A modular approach to speculative matters

Now that we have settled on that, it would be hard for Nintendo/AMD to produce a chip less capable than Xenos based on the RV7x0 architecture, even if they decide to go for the most humble of the configurations possible; the next step would be to speculate on how much of power that GPU U will be packing? Power in GPU space is a very relative term. Indeed, all ALUs are not equals, all memory buses are not equivalent, not all command processors feed the computing units the same way, not all ROPs process the same amount of pixels, etc. In other words, some parts of a particular chip can be impressive, will other would leave a lot to be desired. So, to prevent any misunderstandings, we’ll target independently a few key sectors of the GPU U, namely the Shader Core, the texture units, the video memory bandwidth and the ROP setup. It’s also noteworthy that each speculated value named reasonable are what we would consider to be the pick of each lists.

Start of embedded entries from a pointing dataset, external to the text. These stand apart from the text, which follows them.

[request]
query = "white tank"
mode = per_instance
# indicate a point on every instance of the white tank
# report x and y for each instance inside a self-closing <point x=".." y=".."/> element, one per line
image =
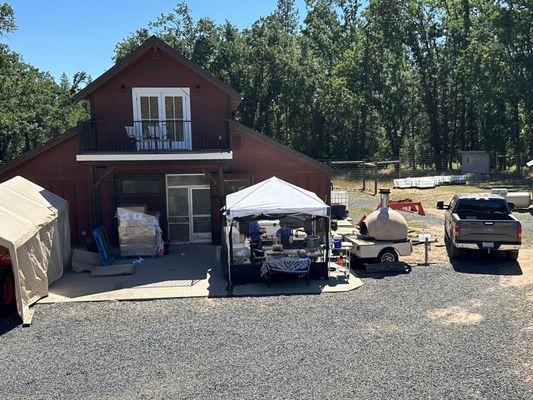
<point x="384" y="224"/>
<point x="520" y="199"/>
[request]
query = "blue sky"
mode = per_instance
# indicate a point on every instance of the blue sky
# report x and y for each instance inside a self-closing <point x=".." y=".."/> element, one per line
<point x="70" y="36"/>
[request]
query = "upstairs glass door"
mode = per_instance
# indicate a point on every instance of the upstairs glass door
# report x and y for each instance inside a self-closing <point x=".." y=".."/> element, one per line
<point x="162" y="119"/>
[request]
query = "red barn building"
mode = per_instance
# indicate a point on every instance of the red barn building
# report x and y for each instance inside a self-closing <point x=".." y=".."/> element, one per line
<point x="161" y="135"/>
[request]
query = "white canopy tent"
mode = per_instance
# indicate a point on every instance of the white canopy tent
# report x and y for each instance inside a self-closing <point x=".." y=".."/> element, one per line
<point x="274" y="196"/>
<point x="271" y="197"/>
<point x="34" y="227"/>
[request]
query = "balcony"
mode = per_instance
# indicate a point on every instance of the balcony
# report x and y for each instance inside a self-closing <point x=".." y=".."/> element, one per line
<point x="153" y="137"/>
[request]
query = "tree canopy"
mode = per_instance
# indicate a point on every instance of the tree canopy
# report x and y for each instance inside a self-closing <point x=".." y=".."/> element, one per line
<point x="389" y="78"/>
<point x="33" y="107"/>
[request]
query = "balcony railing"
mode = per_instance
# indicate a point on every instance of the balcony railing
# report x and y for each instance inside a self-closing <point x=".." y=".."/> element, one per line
<point x="151" y="136"/>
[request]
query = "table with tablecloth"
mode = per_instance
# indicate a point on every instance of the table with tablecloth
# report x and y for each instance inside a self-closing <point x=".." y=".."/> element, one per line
<point x="290" y="265"/>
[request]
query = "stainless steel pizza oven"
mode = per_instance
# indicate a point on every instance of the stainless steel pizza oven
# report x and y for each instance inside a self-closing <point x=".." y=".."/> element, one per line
<point x="384" y="224"/>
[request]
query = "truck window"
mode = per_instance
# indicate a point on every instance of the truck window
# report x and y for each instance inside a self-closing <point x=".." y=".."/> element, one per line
<point x="481" y="207"/>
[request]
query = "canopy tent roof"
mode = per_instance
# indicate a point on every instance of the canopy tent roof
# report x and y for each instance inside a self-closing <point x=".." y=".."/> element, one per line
<point x="35" y="229"/>
<point x="274" y="196"/>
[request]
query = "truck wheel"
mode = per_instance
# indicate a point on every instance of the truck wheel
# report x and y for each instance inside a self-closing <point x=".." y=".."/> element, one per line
<point x="387" y="255"/>
<point x="453" y="252"/>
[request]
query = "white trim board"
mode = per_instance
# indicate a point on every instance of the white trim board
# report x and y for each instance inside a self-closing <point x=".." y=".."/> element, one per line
<point x="185" y="156"/>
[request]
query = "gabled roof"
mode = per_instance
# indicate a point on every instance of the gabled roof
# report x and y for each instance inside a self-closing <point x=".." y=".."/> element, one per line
<point x="268" y="140"/>
<point x="134" y="56"/>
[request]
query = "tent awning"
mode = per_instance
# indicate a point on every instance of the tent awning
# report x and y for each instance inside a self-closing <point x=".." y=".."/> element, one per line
<point x="274" y="196"/>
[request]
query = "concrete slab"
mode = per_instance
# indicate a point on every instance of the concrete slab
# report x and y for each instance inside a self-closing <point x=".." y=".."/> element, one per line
<point x="188" y="271"/>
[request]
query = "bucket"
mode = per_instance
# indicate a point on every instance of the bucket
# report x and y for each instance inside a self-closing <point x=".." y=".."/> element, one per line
<point x="337" y="241"/>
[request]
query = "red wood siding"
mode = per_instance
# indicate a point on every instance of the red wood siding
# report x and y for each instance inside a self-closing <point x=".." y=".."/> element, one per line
<point x="58" y="171"/>
<point x="113" y="109"/>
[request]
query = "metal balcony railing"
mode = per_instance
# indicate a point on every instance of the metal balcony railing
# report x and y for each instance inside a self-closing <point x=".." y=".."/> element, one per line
<point x="153" y="136"/>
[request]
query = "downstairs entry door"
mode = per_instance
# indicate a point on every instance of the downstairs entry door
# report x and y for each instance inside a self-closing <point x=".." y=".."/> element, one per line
<point x="189" y="211"/>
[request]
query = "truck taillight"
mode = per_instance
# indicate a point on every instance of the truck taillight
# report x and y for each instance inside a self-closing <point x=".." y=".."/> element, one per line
<point x="457" y="230"/>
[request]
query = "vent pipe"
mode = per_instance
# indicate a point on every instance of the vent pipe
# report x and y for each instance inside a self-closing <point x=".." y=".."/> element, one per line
<point x="384" y="197"/>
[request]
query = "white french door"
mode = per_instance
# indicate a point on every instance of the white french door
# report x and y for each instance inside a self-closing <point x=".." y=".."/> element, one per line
<point x="188" y="213"/>
<point x="162" y="118"/>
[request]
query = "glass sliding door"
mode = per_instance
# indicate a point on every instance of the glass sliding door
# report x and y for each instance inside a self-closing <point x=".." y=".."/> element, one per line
<point x="189" y="209"/>
<point x="178" y="214"/>
<point x="201" y="214"/>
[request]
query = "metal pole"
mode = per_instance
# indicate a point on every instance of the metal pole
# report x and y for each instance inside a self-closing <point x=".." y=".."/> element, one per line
<point x="230" y="261"/>
<point x="375" y="178"/>
<point x="426" y="251"/>
<point x="363" y="174"/>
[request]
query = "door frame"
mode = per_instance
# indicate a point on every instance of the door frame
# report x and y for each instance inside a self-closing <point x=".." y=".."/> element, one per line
<point x="189" y="188"/>
<point x="160" y="93"/>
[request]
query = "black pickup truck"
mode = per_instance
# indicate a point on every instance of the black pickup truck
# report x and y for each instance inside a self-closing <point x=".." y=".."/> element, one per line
<point x="482" y="222"/>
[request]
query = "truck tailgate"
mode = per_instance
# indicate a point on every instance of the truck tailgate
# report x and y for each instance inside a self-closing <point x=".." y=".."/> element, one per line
<point x="488" y="231"/>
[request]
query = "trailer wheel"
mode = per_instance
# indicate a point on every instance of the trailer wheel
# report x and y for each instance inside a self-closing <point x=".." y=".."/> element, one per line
<point x="387" y="255"/>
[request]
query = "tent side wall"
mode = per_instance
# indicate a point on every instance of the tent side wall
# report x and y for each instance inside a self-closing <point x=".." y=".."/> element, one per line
<point x="36" y="233"/>
<point x="57" y="170"/>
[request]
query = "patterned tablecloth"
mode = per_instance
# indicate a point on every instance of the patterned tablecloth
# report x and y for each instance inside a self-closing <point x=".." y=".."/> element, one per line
<point x="285" y="264"/>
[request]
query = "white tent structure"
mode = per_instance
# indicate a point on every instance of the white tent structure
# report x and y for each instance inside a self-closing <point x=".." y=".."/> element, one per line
<point x="34" y="227"/>
<point x="274" y="196"/>
<point x="271" y="197"/>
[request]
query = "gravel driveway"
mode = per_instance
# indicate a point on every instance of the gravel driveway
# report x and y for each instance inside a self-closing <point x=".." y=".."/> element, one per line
<point x="433" y="333"/>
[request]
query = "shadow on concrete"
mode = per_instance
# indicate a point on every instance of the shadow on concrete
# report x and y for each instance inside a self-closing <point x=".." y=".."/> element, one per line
<point x="486" y="264"/>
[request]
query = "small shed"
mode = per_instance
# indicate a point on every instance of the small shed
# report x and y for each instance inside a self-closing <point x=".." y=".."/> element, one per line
<point x="35" y="229"/>
<point x="477" y="162"/>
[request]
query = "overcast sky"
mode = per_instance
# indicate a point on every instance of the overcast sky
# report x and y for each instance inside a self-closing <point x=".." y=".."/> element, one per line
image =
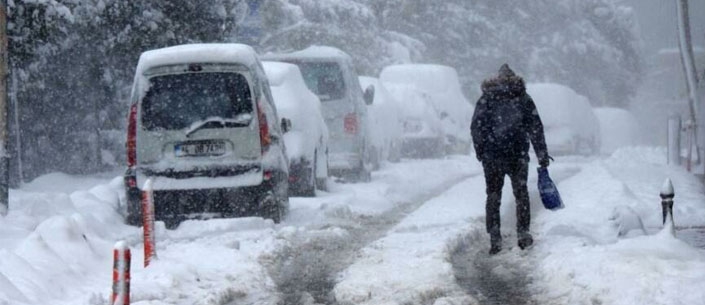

To provide some numbers to illustrate our speculation with, we have to set a common variable –namely the GPU clock. We’ll go with 600 MHz for two reasons: first, the golden rule for modern console designs, the thermal design power (TDP) requirements that are intertwined with the form factor of the console. Second, 600 MHz is a good baseline from which a small and efficient console GPU should run at in 2011. To be perfectly thorough, while remaining realistic with our hypothetical scenarios, it could be anything between 600 and 700 MHz.

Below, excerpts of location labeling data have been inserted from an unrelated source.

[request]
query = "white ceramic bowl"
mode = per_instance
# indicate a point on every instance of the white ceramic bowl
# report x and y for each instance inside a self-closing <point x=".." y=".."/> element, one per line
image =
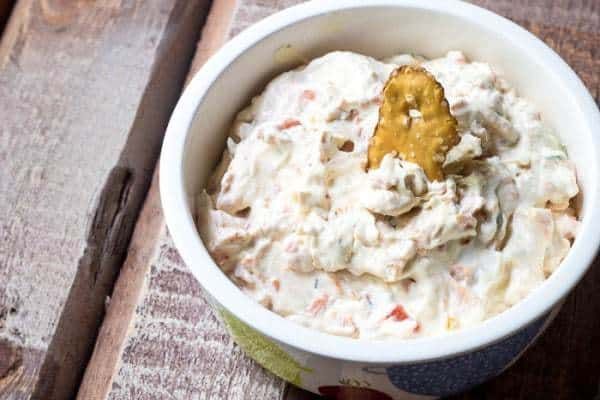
<point x="195" y="139"/>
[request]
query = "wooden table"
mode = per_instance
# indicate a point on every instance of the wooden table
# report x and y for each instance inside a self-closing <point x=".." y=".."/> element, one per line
<point x="86" y="89"/>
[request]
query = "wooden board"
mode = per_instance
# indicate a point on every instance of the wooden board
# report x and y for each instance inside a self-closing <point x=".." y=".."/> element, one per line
<point x="86" y="89"/>
<point x="160" y="339"/>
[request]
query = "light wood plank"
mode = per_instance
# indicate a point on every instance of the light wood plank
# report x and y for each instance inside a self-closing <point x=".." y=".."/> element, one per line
<point x="173" y="347"/>
<point x="86" y="89"/>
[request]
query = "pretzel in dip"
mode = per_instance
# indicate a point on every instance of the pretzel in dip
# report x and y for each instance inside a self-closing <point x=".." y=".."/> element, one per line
<point x="389" y="199"/>
<point x="414" y="121"/>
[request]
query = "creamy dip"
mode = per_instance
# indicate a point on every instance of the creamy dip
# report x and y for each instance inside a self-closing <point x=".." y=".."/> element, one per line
<point x="295" y="220"/>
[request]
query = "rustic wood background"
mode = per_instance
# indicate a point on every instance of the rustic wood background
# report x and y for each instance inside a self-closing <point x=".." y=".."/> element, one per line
<point x="86" y="89"/>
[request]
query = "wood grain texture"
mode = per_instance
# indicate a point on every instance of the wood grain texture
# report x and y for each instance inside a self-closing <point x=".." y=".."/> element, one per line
<point x="6" y="7"/>
<point x="177" y="350"/>
<point x="175" y="347"/>
<point x="86" y="91"/>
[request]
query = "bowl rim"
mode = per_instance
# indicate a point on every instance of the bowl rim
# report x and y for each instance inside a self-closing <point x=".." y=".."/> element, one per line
<point x="188" y="242"/>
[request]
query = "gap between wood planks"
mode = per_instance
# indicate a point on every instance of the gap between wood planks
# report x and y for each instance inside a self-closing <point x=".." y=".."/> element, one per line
<point x="52" y="367"/>
<point x="6" y="7"/>
<point x="128" y="290"/>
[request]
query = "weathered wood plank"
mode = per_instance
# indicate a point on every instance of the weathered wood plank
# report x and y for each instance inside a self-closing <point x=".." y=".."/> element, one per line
<point x="175" y="348"/>
<point x="86" y="88"/>
<point x="6" y="7"/>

Other variables such as memory chip frequencies will be follow the same Occam’s razor type of reasonable and/or realistic approach to the speculation.

Shader Core

 The Shader Core of a GPU is an architectural concept that didn’t exist in the Wii GPU fixed function era. Back then, the differentiator was the number of “Pipelines,” as generic term used to talk about a vertical slice of the GPU rendering core. In the modern programmable era, where the GPU U sits proudly, the Shader Core of a GPU is the place where the Vertex and Pixel Shader math crushing happens. Simply put, that’s where all the polygons and most of the fancy shaders are produced. In all the various HIV implementations, these cores are always comprised of a string of parallel units known as arithmetic logic units (ALU). These are then grouped in working batches called different names by different companies - nV's shader multiprocessors (whatever nV calls their SIMD arrays), or AMD's SIMDs, etc.)

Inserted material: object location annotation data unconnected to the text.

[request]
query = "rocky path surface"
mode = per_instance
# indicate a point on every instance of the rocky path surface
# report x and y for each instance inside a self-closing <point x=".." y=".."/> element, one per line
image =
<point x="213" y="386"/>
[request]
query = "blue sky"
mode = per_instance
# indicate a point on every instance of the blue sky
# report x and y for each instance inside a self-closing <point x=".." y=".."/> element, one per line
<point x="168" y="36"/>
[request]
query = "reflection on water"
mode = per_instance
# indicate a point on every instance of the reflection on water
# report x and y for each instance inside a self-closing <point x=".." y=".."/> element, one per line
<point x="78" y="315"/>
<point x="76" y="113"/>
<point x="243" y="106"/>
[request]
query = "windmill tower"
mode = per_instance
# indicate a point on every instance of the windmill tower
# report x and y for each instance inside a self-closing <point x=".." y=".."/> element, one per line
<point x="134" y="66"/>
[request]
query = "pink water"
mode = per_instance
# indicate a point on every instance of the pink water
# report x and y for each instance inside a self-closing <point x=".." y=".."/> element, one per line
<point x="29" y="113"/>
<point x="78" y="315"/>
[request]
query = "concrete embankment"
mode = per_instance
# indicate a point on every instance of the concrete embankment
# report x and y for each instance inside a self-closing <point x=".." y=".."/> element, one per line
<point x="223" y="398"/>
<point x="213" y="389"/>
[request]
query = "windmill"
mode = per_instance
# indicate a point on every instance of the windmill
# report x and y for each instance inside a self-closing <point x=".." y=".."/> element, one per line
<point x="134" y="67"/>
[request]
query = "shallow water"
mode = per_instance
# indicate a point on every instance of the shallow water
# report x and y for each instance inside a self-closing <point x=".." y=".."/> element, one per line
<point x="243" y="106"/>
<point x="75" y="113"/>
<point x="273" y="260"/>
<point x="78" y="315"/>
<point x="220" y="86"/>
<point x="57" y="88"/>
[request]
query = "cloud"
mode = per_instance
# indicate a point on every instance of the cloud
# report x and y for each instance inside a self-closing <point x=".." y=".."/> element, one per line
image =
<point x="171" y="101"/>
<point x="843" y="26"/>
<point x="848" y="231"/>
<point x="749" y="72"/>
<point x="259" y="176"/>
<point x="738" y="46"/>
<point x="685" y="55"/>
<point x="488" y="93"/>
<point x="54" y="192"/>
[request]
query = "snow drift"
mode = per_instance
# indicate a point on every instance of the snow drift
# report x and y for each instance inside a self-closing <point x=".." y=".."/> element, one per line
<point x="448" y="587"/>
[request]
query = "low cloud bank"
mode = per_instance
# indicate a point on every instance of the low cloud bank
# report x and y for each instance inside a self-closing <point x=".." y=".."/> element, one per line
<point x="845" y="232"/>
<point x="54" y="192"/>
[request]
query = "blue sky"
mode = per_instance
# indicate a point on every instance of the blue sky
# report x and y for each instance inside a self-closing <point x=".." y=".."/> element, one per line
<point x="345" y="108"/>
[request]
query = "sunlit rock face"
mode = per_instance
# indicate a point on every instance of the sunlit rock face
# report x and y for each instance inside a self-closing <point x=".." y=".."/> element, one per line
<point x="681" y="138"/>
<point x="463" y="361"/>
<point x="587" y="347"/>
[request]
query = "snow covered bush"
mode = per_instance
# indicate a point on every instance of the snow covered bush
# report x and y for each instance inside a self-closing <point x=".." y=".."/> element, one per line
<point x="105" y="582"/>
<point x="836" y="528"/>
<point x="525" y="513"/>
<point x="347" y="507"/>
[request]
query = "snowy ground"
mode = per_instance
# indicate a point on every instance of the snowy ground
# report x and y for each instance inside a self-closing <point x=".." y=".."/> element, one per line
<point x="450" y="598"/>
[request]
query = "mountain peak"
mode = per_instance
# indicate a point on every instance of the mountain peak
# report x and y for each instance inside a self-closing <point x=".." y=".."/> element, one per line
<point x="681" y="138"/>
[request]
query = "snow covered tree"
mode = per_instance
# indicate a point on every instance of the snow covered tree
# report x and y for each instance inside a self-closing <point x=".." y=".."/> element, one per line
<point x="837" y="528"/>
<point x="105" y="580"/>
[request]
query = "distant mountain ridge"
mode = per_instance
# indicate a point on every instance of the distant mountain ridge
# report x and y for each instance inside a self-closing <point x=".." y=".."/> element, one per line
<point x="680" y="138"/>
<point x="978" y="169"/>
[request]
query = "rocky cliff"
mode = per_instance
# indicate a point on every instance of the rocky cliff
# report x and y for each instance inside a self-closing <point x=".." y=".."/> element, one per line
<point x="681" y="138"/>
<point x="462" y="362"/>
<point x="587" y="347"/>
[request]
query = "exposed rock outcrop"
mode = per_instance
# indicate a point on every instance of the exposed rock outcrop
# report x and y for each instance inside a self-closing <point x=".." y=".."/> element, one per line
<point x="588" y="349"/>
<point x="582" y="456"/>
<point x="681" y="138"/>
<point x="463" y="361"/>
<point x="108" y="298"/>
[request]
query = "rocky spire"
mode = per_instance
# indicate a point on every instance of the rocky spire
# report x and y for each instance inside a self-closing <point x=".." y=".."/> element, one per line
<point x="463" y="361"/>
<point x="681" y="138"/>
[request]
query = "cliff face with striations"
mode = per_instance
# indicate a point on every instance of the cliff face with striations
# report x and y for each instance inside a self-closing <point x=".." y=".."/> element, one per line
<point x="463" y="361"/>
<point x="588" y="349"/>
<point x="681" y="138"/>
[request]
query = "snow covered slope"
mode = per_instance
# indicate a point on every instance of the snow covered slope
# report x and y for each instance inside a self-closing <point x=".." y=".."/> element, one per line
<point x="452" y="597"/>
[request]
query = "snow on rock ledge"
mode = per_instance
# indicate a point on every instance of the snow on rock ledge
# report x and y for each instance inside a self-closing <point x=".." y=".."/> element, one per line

For what it’s worth, RV7x0 Shader Core architecture doesn’t differ from AMD’s more recent architecture like Cypress or Juniper in its setup. They’re all made up of 80 ALUs clusters (16 blocks of 5 ALUs, including one Rys ALU). Cayman, the architecture inside HD69x0 series did bring change to the table, opting for a VLIW4 setup (16 blocks of 4 ALUs). The width and capabilities of these ALUs differ, from a generation to another. Based on that AMD specific granularity of 80 ALUs per cluster, our proposed configurations are the following:

Bare minimum:

240 ALUs – A 3 Clusters setup that would deliver a theoretical (and meaningless, but since we need some scale, that will do) 288 GFLOPS if clocked @600MHz.
In this case, the GPU U wouldn’t have much more processing power than its cousin of the Xbox persuasion, Xenos. In fact, it would have has many ALUs has Xenos. But as we said, not all ALUs are born equals, and the more recent nature of GPU U ones, would give them an edge over Xenos’.

Reasonable entry:

320 ALUs – A 4 Clusters setup that would push 384 GFLOPS @600MHz.
GPU U would mean business. It would easily trump Xenos and RSX (GPU of the PlayStation 3) in any type of calculations whatsoever. Although, it wouldn’t be enough a difference to set the GPU U on a class of its own when compared to the other two. It would beat them, but not outclass them.

High end:

400 ALUs – A 5 Clusters setup rendering 480 GFLOPS @600 MHz
Now you’re playing with power. We’re talking more or less twice the computational power of Xenos and RSX. It would be equivalent to two full PC GPU generation leaps over the current competition.

Top of the line:

800 ALUs – A 10 Clusters – 960 GFLOPS @600 MHz
No graphics programmer in his right mind would qualify GPU U as being “slightly better than Xbox 360.” In fact, that’s the very reason why this scenario can be put to sleep and forgotten.

To give you more food for thoughts and some more perspective, the highest end part AMD built with this type of ALU (VLIW5) had 1600 ALUs and was clocked at 850 MHz. It was the Radeon HD 5870, a hot road that delivered a whooping 2.72 TeraFLOPS. We refer to it as a hot road because it also operated at a TDP, a notion that encompasses power consumption and heat production, that wouldn’t make it a viable choice for Nintendo, or Sony and Microsoft for that matter. But that’s another debate entirely.